6. Tangan di Lubang Wastafel

235 26 22
                                    

Bel berbunyi nyaring di antero sekolah. Seluruh murid SMA Kairo Sakakibara keluar dari kelas, berbondong-bondong menuju ke kantin untuk mengisi perutnya. Seorang pria tampan yang tidak diketahui identitasnya muncul dari sebuah ruang kelas. Netra semua siswi kini hanya tertuju pada dirinya seorang. Semua terpesona dengan ketampanannya. Banyak siswi yang berteriak histeris tak terkecuali Cleo dan gengnya.
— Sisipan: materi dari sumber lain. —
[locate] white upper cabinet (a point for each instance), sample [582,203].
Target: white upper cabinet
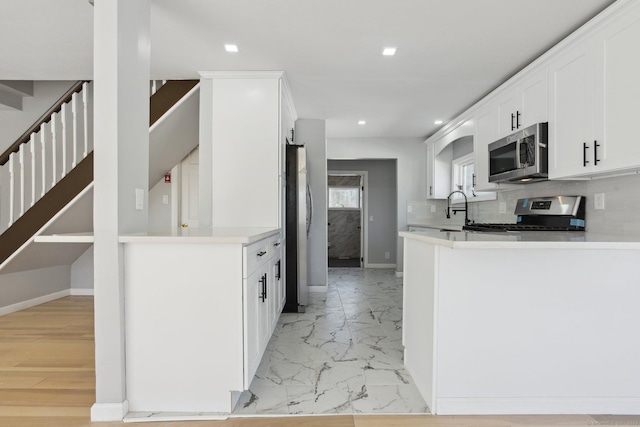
[594,92]
[439,159]
[617,95]
[486,131]
[523,103]
[571,112]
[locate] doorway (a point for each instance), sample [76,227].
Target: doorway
[345,218]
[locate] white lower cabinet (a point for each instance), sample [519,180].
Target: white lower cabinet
[198,319]
[261,301]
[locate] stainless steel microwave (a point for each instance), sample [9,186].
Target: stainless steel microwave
[520,157]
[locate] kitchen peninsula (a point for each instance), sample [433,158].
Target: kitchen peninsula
[523,323]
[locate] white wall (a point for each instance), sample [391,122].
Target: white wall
[411,162]
[14,123]
[160,213]
[28,288]
[311,133]
[82,273]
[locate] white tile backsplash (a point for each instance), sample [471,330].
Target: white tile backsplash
[620,216]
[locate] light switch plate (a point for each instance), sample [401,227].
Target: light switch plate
[598,201]
[139,199]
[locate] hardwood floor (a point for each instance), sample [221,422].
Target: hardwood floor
[47,379]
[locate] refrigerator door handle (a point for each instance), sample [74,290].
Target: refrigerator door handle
[309,209]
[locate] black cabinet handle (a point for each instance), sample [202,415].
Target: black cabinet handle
[263,294]
[584,154]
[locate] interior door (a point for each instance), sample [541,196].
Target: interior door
[189,190]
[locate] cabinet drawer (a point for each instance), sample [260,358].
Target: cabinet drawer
[255,256]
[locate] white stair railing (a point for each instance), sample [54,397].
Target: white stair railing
[49,155]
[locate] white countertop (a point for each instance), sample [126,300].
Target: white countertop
[524,240]
[242,235]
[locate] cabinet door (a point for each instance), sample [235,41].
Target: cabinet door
[486,129]
[439,171]
[508,105]
[618,93]
[431,173]
[253,307]
[274,293]
[571,112]
[534,102]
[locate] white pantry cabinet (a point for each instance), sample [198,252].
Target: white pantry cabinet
[245,118]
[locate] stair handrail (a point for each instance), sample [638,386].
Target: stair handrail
[35,127]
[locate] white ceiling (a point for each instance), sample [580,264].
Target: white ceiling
[450,52]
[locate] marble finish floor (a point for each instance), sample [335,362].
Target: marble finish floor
[344,355]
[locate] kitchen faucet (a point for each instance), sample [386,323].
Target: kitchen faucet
[454,210]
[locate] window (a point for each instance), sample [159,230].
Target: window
[344,197]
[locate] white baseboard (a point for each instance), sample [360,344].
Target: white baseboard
[149,417]
[109,411]
[508,406]
[82,292]
[380,266]
[33,302]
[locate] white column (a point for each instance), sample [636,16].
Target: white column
[205,153]
[121,138]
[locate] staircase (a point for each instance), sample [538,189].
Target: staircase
[52,163]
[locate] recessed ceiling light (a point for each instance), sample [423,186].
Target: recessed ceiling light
[389,51]
[232,48]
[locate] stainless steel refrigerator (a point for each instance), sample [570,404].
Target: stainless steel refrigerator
[299,211]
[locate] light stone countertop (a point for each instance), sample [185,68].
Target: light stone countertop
[524,240]
[242,235]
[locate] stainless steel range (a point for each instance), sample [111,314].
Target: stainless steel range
[557,213]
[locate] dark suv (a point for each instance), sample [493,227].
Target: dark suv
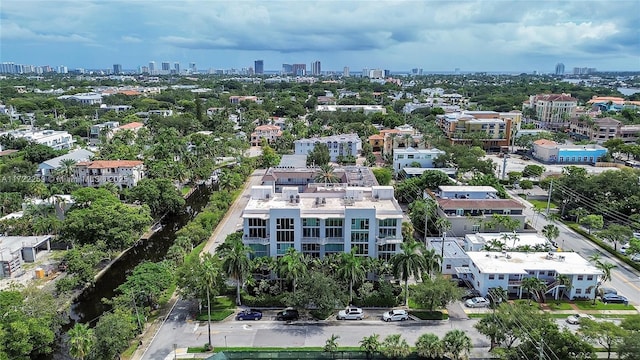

“Wah, tampan banget. Gue mau jadi pacarnya deh.” Seorang siswi tergila-gila dengan cowok itu.

“Nggak boleh. Lo mana cocok sama dia. Orang lebih cocok gue sama dia, kok” ucap seorang siswi yang memperebutkan pria tampan itu.
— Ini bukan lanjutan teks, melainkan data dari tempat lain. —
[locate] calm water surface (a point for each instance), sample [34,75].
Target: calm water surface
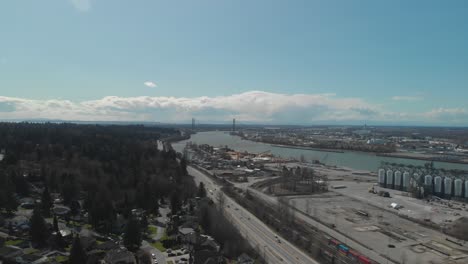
[355,160]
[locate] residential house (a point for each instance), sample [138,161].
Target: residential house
[119,256]
[208,257]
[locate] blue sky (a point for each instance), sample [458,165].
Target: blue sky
[354,61]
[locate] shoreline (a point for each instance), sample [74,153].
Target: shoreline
[434,159]
[305,148]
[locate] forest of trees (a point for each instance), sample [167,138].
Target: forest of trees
[109,169]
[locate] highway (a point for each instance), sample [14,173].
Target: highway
[269,244]
[330,231]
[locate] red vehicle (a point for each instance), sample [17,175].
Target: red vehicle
[334,242]
[354,255]
[364,260]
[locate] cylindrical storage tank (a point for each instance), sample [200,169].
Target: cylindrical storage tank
[466,189]
[447,187]
[415,179]
[381,177]
[406,180]
[458,186]
[428,180]
[438,185]
[427,184]
[397,180]
[389,179]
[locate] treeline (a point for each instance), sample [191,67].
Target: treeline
[107,169]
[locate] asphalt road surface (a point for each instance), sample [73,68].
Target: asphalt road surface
[269,244]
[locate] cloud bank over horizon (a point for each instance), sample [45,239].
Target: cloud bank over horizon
[248,107]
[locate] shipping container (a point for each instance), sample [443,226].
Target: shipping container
[334,242]
[343,249]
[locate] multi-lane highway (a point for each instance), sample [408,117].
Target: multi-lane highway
[269,244]
[330,231]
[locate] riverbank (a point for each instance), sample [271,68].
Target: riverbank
[356,160]
[416,156]
[305,148]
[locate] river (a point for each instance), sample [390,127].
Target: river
[354,160]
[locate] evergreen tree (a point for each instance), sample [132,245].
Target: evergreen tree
[21,185]
[59,242]
[56,229]
[38,231]
[201,190]
[77,253]
[9,201]
[46,202]
[132,236]
[175,203]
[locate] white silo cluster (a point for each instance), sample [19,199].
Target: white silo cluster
[397,180]
[407,179]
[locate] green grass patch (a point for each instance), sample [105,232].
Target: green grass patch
[61,259]
[159,246]
[13,242]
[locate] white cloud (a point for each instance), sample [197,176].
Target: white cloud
[81,5]
[253,106]
[150,84]
[407,98]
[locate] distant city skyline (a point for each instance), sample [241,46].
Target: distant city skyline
[271,62]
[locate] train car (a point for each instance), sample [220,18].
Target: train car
[343,249]
[354,255]
[364,260]
[328,256]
“Pokoknya dia itu milik gue,” tegas salah satu siswi.

“Nggak. Dia nggak bakal mau sama lo.”

Dasar cewek-cewek gila. Emang dasarnya cewek selalu menilai cowok dari penampilan bukan dari hati. Pria itu berbicara di dalam hati.
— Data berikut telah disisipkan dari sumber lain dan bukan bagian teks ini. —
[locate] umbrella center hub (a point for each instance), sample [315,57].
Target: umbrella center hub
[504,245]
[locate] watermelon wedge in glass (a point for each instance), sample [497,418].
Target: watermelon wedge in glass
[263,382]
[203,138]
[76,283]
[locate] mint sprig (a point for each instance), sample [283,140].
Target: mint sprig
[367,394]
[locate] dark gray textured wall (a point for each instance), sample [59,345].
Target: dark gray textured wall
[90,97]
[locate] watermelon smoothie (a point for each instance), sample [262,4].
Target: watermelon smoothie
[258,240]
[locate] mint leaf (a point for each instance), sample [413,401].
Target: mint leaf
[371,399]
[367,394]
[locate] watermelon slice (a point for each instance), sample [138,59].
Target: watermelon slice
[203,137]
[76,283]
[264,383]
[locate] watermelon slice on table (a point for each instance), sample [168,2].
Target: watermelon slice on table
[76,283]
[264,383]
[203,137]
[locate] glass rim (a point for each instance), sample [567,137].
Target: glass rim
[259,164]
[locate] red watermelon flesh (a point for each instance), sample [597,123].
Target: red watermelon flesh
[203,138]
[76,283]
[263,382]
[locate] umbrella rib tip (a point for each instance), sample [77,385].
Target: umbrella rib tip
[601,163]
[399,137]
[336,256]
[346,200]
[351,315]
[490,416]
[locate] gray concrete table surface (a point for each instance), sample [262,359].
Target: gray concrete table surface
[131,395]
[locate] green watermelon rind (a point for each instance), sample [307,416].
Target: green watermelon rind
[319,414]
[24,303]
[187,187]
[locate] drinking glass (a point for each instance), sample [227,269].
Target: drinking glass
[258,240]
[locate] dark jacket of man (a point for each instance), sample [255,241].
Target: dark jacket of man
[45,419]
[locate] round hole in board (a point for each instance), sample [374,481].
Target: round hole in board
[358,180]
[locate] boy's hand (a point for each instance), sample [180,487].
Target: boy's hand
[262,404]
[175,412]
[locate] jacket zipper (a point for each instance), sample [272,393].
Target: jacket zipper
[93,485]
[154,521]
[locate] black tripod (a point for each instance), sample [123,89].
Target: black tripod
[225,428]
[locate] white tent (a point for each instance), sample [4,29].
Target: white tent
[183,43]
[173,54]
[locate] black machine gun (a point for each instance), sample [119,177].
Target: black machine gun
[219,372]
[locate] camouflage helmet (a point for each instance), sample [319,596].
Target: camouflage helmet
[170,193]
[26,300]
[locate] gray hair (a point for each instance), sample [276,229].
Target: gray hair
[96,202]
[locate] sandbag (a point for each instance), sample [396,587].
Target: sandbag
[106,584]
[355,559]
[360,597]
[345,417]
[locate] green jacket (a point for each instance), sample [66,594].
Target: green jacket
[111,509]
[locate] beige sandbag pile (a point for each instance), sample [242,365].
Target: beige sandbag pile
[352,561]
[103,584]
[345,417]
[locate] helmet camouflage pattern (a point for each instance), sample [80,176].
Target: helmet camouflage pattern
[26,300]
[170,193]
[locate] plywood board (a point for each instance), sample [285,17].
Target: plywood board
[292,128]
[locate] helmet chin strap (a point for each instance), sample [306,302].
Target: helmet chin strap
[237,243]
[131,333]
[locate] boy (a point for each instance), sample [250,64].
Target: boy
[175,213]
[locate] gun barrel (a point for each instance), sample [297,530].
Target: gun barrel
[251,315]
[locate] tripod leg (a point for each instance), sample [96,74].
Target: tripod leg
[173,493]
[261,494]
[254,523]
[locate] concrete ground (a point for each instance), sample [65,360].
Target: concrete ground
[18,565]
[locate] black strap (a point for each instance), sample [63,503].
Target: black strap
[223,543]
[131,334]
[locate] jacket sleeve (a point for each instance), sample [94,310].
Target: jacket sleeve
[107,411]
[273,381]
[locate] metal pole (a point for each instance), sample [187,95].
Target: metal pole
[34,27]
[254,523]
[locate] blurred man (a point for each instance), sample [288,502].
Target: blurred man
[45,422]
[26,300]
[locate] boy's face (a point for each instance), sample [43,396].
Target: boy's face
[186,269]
Pria tampan itu terlihat memasukkan kedua tangan ke dalam koceknya. Tanpa menunggu lama, dia langsung pergi dari tempat itu. Semua siswi kini hanya bisa menatap kepergian pria itu. Terpukau oleh ketampanan pria itu.

👻👻👻

Seorang gadis terlihat sedang membolak-balikkan bukunya. Satu persatu dibukanya, hingga gadis itu berdecak beberapa kali. Entah apa yang sedang dicari oleh gadis itu. Dari jauh kelihatan seorang pria tengah memperhatikan dirinya. Sebuah cekungan tercetak di wajahnya. Pria itu adalah Gavin, ketua OSIS SMA Kairo Sakakibara. Gavin diam-diam mulai menyimpan rasa kepada Lia. Entah sejak kapan rasa itu muncul, yang pastinya gadis tersebut selalu membuatnya penasaran. 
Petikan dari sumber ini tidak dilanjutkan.